Professor Steven Runo at Kenyatta University in Nairobi is utilizing all the available tools to establish his lab as a leader in transformation and editing in Africa. An expert on the parasitic weed Striga, Runo is working with Corteva Agriscience on training African students, acquiring technology and building his lab. The current effort is focused on Striga-resistant sorghum through GEd. The longer-term goal is for African scientists to develop solutions for African agricultural productivity, quality and nutrition problems in African labs, thereby creating a vibrant bioeconomy on the continent.
In addition to the Striga effort, Corteva Agriscience is partnering on numerous other transformation and GEd initiatives: maize lethal necrosis virus, smaller stature tef, new approaches to hybrid crops and high-quality pearl millet flour, to name a few. Through sharing proprietary technology with the public sector around the world, Corteva has a proven record of leadership and has been a reliable ally for creating unique models for partnering and collaboration, which was called out as a clear need at the UIDP workshop in 2021.
Are we doing enough?
Progress is being made on plant transformation, but it remains a severe bottleneck to realizing the full potential of the bioeconomy. Not much has changed since the 2021 UIDP workshop. Recommendations from the PAG31 Workshop are similar to UIDP, and include:
- More resourcing to strengthen capacity and create excitement for young scientists.
- New models for partnering and coordination, including global partnerships, to get the most out of every dollar invested.
- Inclusive collaborations, to ensure that students and scientists from the “Global South” are both contributing to and benefiting from research.

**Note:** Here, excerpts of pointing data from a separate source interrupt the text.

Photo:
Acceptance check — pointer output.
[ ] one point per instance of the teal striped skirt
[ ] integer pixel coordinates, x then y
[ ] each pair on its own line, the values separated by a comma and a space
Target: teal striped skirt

- Greater private sector engagement, for inclusion of industry-developed technology, while helping the private sector thrive.
Urgency is needed. Innovation has historically and consistently driven ag-led growth, and ag-led growth has driven prosperity. More accessible and efficient plant transformation will improve food security, nutrition and prosperity through greater crop resilience and productivity. The bioeconomy will be underserved until plant transformation is efficient across plant species and crop varieties, and accessible to scientists around the world.